Scripture Meets Statistics-Honor God With Your Bodies.

Mutyabule, the former Mothers Union in Busoga Diocese for 10 years anchored her appeal in scripture and public health. “Genesis 2:15 says God put man in the garden to work it. Proverbs 31 praises the woman who works with her hands. But Exodus 20:8 also says, ‘Remember the Sabbath.’ Even God rested,” she said. She quoted 1 Corinthians 6:19-20: “Do you not know that your bodies are temples of the Holy Spirit… You were bought at a price. Therefore, honor God with your bodies.”

“If a mother collapses, the nation collapses. If her mind breaks, the children break. We cannot fight poverty by killing the poor. We cannot safeguard progress by burying producers,” Hon Mutyabule said.

A Mother’s Health Is The Nation’s Insurance.

As Uganda celebrates Labour Day under the theme, “Safeguarding Uganda’s Progress”, she said the country must answer who safeguards the mother of the worker and who ensures the girl-child grows up safe to join the workforce. “A mother’s health is not her luxury, it is the nation’s insurance, break the triple burden, and you safeguard Uganda’s progress”, she concludes.

TEU Editorial: As Uganda marks Labour Day, the nation must confront a hard truth: progress has no insurance if the mother is uninsured.

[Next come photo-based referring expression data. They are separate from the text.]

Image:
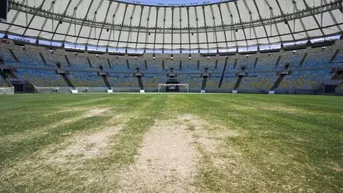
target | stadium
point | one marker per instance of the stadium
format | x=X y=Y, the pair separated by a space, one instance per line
x=171 y=96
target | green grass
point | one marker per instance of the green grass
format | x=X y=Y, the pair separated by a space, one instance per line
x=281 y=143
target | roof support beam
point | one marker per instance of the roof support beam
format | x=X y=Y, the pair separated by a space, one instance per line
x=34 y=15
x=189 y=32
x=156 y=21
x=197 y=27
x=260 y=17
x=314 y=17
x=112 y=29
x=295 y=9
x=43 y=25
x=15 y=16
x=333 y=17
x=214 y=26
x=58 y=24
x=94 y=19
x=148 y=32
x=286 y=21
x=79 y=33
x=203 y=11
x=122 y=24
x=172 y=31
x=103 y=25
x=240 y=20
x=140 y=23
x=129 y=40
x=222 y=21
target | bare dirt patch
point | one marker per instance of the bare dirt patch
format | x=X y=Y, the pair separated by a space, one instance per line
x=337 y=167
x=95 y=112
x=170 y=159
x=167 y=161
x=85 y=146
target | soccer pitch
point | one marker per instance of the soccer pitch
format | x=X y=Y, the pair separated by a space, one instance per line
x=171 y=143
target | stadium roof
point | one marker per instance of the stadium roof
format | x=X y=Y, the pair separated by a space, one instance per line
x=142 y=25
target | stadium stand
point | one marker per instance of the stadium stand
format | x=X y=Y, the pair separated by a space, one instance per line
x=41 y=78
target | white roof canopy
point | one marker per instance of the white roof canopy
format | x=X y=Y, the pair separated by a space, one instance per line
x=117 y=24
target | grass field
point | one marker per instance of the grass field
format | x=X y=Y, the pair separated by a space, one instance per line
x=171 y=143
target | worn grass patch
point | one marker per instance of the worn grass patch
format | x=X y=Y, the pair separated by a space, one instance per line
x=171 y=143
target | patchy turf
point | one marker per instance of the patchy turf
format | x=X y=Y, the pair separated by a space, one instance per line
x=171 y=143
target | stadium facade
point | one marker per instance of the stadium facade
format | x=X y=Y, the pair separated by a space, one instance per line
x=254 y=46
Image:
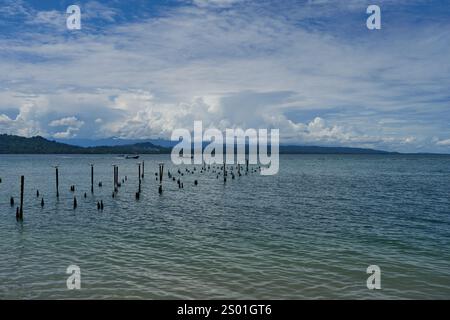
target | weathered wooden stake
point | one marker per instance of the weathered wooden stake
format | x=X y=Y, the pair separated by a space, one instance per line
x=57 y=182
x=161 y=174
x=139 y=176
x=22 y=185
x=92 y=178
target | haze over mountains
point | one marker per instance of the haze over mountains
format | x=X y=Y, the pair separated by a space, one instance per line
x=11 y=144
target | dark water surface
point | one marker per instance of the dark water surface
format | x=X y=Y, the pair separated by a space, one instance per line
x=309 y=232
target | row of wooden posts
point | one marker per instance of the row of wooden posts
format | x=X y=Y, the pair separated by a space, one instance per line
x=117 y=184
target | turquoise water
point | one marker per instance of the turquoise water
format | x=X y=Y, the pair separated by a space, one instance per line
x=309 y=232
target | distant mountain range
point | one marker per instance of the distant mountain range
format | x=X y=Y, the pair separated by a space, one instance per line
x=10 y=144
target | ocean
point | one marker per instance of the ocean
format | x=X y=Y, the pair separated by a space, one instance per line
x=309 y=232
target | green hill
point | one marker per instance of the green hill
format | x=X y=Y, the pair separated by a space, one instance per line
x=10 y=144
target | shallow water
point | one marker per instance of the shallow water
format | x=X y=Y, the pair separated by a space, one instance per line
x=309 y=232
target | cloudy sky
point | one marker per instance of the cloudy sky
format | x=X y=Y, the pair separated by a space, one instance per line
x=140 y=69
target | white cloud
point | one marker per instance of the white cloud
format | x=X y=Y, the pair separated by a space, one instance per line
x=243 y=67
x=73 y=126
x=445 y=142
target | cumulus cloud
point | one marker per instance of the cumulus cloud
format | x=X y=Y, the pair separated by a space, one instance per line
x=242 y=67
x=72 y=125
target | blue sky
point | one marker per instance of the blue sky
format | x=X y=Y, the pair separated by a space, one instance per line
x=140 y=69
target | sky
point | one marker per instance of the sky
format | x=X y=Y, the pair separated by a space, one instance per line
x=311 y=68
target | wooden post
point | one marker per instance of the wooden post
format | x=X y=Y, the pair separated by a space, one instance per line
x=224 y=173
x=57 y=182
x=139 y=176
x=92 y=178
x=22 y=184
x=161 y=174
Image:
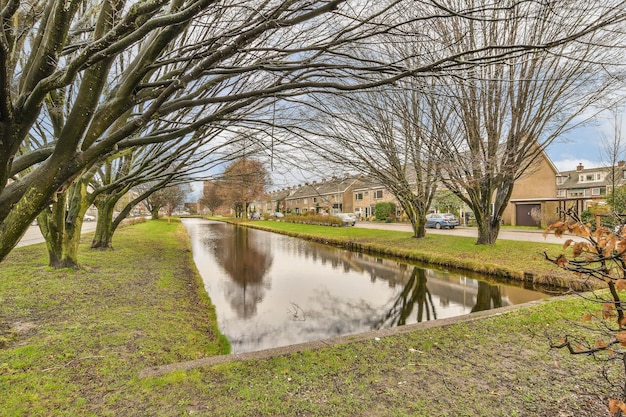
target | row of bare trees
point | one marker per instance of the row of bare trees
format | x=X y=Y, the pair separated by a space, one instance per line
x=479 y=128
x=98 y=98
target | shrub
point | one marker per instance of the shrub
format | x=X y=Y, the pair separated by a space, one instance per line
x=384 y=210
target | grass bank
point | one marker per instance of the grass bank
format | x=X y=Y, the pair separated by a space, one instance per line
x=520 y=261
x=74 y=343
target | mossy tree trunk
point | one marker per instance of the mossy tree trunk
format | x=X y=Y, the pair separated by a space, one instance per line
x=61 y=225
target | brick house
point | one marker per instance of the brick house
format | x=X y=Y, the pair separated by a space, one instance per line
x=326 y=196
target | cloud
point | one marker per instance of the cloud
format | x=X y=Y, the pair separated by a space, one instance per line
x=571 y=164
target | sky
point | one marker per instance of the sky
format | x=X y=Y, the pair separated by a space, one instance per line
x=585 y=144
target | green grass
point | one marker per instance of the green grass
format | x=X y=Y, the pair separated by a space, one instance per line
x=76 y=341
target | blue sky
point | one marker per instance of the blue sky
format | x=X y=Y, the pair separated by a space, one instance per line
x=585 y=144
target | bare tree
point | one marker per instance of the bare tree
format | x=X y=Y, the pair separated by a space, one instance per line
x=132 y=73
x=613 y=157
x=507 y=112
x=388 y=135
x=211 y=198
x=600 y=257
x=242 y=182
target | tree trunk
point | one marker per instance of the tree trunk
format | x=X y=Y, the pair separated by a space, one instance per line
x=61 y=226
x=103 y=237
x=51 y=224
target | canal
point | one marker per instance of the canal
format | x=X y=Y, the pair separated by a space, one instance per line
x=272 y=290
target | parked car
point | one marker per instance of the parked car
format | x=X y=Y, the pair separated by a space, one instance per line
x=439 y=220
x=348 y=219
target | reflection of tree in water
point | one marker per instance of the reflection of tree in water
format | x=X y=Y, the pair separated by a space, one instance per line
x=414 y=293
x=247 y=267
x=488 y=297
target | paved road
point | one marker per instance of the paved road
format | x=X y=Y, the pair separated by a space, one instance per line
x=505 y=234
x=33 y=234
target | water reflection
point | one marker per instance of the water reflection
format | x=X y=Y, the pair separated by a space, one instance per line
x=242 y=258
x=272 y=290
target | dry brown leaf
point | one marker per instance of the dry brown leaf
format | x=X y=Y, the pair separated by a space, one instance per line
x=561 y=261
x=578 y=248
x=621 y=338
x=601 y=344
x=620 y=284
x=607 y=311
x=610 y=246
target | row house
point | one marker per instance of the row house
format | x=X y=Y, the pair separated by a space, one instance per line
x=367 y=194
x=325 y=196
x=586 y=187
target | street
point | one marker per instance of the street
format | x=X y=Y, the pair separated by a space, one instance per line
x=506 y=234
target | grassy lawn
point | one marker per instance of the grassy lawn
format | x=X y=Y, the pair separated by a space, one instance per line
x=510 y=259
x=73 y=343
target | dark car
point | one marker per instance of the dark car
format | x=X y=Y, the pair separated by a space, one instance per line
x=347 y=219
x=439 y=220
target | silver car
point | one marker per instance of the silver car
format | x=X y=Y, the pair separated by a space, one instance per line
x=348 y=219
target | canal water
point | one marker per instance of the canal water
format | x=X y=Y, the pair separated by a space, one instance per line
x=272 y=290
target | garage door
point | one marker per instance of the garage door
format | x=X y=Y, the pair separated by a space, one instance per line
x=523 y=216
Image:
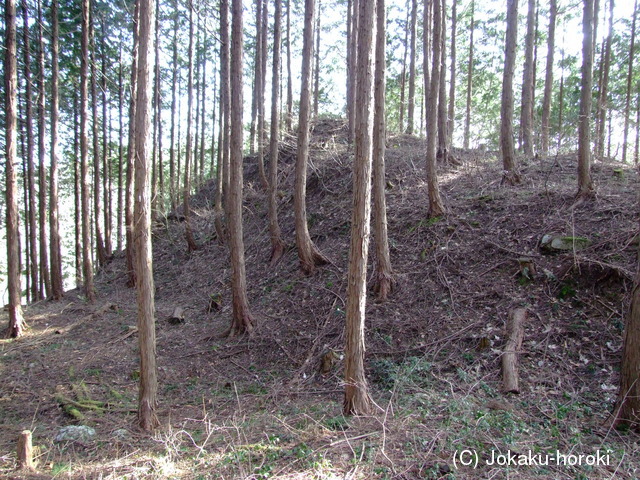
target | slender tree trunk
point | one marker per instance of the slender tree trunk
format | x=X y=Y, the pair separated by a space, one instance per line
x=203 y=87
x=601 y=110
x=356 y=394
x=352 y=72
x=36 y=291
x=261 y=75
x=275 y=233
x=106 y=164
x=384 y=281
x=585 y=184
x=129 y=200
x=16 y=321
x=77 y=194
x=174 y=82
x=120 y=205
x=242 y=321
x=403 y=78
x=188 y=232
x=526 y=112
x=42 y=169
x=97 y=179
x=147 y=396
x=467 y=118
x=628 y=406
x=443 y=136
x=548 y=79
x=57 y=287
x=223 y=143
x=452 y=85
x=257 y=67
x=510 y=175
x=87 y=265
x=310 y=257
x=627 y=101
x=412 y=68
x=289 y=120
x=316 y=70
x=436 y=207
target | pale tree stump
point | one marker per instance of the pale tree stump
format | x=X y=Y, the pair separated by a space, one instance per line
x=25 y=451
x=515 y=335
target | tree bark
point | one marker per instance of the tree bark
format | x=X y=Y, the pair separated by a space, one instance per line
x=310 y=257
x=97 y=179
x=467 y=119
x=223 y=144
x=16 y=321
x=526 y=112
x=277 y=244
x=515 y=335
x=548 y=79
x=242 y=321
x=57 y=287
x=627 y=102
x=147 y=396
x=510 y=174
x=87 y=264
x=129 y=200
x=356 y=394
x=452 y=85
x=36 y=291
x=384 y=281
x=412 y=68
x=188 y=232
x=443 y=136
x=42 y=169
x=601 y=109
x=586 y=189
x=436 y=207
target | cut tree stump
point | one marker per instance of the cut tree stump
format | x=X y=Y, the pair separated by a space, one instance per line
x=177 y=317
x=515 y=335
x=25 y=451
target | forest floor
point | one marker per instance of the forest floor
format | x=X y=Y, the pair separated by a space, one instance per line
x=258 y=407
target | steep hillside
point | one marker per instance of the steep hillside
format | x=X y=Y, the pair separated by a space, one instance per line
x=260 y=406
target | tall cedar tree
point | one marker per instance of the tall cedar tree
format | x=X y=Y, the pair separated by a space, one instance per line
x=601 y=109
x=186 y=209
x=586 y=189
x=87 y=265
x=412 y=67
x=97 y=179
x=452 y=83
x=310 y=257
x=42 y=169
x=356 y=394
x=16 y=320
x=128 y=216
x=510 y=175
x=548 y=79
x=275 y=233
x=384 y=281
x=57 y=288
x=436 y=207
x=147 y=395
x=37 y=292
x=222 y=182
x=467 y=118
x=526 y=109
x=242 y=321
x=627 y=103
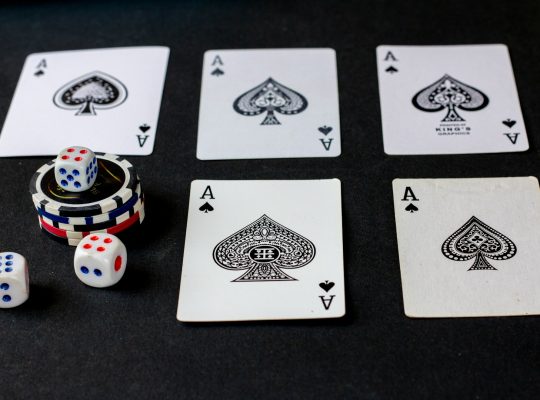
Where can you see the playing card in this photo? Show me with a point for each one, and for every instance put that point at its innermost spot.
(104, 99)
(469, 247)
(269, 104)
(263, 250)
(449, 100)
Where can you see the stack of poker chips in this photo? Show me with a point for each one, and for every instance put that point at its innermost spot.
(114, 202)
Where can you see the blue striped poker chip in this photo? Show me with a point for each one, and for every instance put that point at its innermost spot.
(115, 185)
(139, 204)
(94, 219)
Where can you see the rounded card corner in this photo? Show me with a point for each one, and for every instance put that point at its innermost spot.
(533, 178)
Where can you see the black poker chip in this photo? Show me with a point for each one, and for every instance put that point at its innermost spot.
(116, 183)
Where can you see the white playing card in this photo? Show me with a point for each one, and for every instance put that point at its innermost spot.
(263, 250)
(449, 100)
(271, 103)
(104, 99)
(469, 247)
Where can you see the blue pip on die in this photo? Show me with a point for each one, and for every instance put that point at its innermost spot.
(14, 287)
(75, 169)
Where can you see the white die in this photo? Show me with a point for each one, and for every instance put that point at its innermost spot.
(75, 169)
(100, 260)
(14, 288)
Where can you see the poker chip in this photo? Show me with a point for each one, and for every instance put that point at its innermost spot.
(113, 204)
(73, 238)
(99, 225)
(115, 185)
(137, 197)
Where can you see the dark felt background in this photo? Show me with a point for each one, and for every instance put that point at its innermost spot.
(70, 341)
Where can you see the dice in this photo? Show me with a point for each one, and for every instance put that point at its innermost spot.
(75, 169)
(13, 280)
(100, 260)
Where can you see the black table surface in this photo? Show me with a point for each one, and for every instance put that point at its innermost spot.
(73, 342)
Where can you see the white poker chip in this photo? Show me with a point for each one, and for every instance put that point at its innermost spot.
(115, 185)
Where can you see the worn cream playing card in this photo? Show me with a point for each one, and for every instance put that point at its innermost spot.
(469, 247)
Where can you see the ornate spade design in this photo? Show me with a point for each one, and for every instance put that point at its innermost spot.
(477, 240)
(264, 248)
(270, 96)
(89, 92)
(451, 94)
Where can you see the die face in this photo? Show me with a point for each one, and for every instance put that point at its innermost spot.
(75, 169)
(14, 287)
(100, 260)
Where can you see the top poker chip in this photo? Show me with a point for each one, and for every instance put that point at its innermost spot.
(116, 183)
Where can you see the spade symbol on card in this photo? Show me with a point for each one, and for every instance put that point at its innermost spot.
(270, 96)
(217, 72)
(325, 130)
(263, 249)
(143, 128)
(450, 94)
(509, 122)
(206, 207)
(512, 137)
(90, 92)
(326, 285)
(411, 208)
(477, 240)
(327, 301)
(142, 139)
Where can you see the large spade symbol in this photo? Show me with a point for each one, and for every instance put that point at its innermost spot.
(89, 92)
(270, 96)
(477, 240)
(451, 94)
(264, 248)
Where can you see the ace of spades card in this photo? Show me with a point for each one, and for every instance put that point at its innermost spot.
(263, 250)
(469, 247)
(449, 100)
(105, 99)
(269, 103)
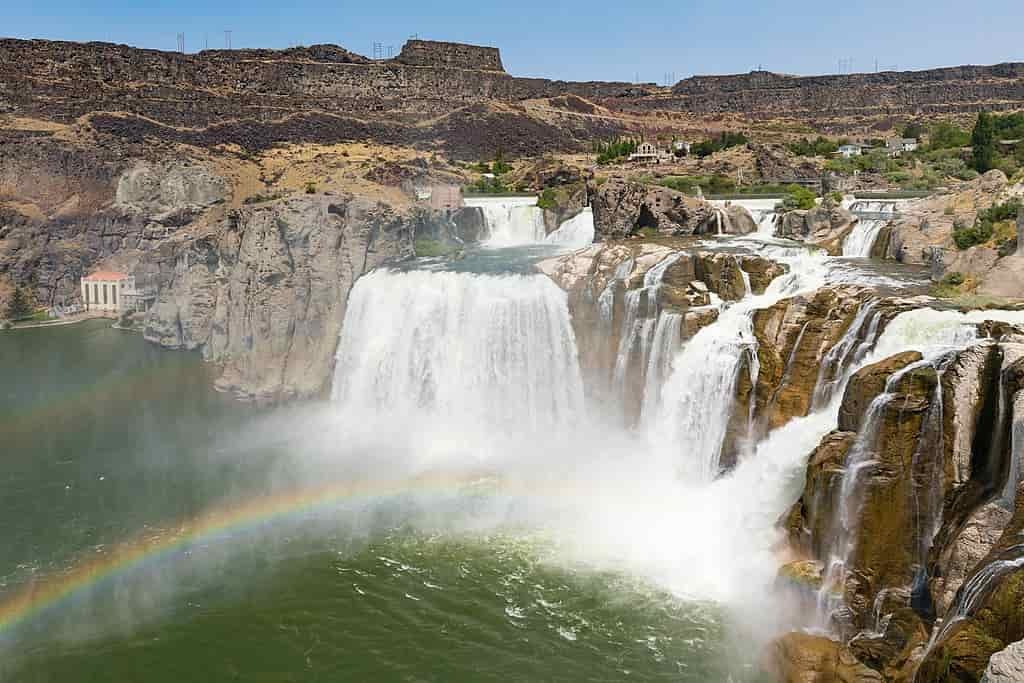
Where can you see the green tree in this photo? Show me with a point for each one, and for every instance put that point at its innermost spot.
(983, 142)
(18, 305)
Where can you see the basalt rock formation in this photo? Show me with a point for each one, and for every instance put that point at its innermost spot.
(912, 486)
(623, 208)
(264, 293)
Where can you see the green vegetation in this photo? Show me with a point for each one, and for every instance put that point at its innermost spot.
(983, 142)
(547, 200)
(945, 135)
(18, 307)
(819, 146)
(996, 221)
(723, 141)
(799, 198)
(613, 151)
(426, 247)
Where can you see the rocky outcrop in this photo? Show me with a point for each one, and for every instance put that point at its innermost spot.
(458, 55)
(264, 293)
(623, 208)
(826, 225)
(802, 657)
(836, 97)
(1007, 666)
(172, 185)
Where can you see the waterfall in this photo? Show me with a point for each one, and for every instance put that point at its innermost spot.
(639, 321)
(861, 239)
(574, 232)
(697, 400)
(511, 221)
(855, 342)
(494, 351)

The factory floor, the market stall, the fuel pump, supermarket, among others are not just workplaces. They are the frontline of Uganda’s economy, staffed by women carrying the triple burden of time poverty, untreated trauma, and undiagnosed disease.

Hon. Florence Mutyabule’s call is not sentiment; it is strategy. The RMNCAH Sharpened Plan 2022–2026 already provides the policy, and Busoga’s USD 10M recovery shows results are possible.

What remains is political will: to take the clinic to the mother, not wait for the mother to collapse on the way to the clinic. Break the triple burden, and you do more than empower a workforce. You safeguard Uganda’s progress for a generation.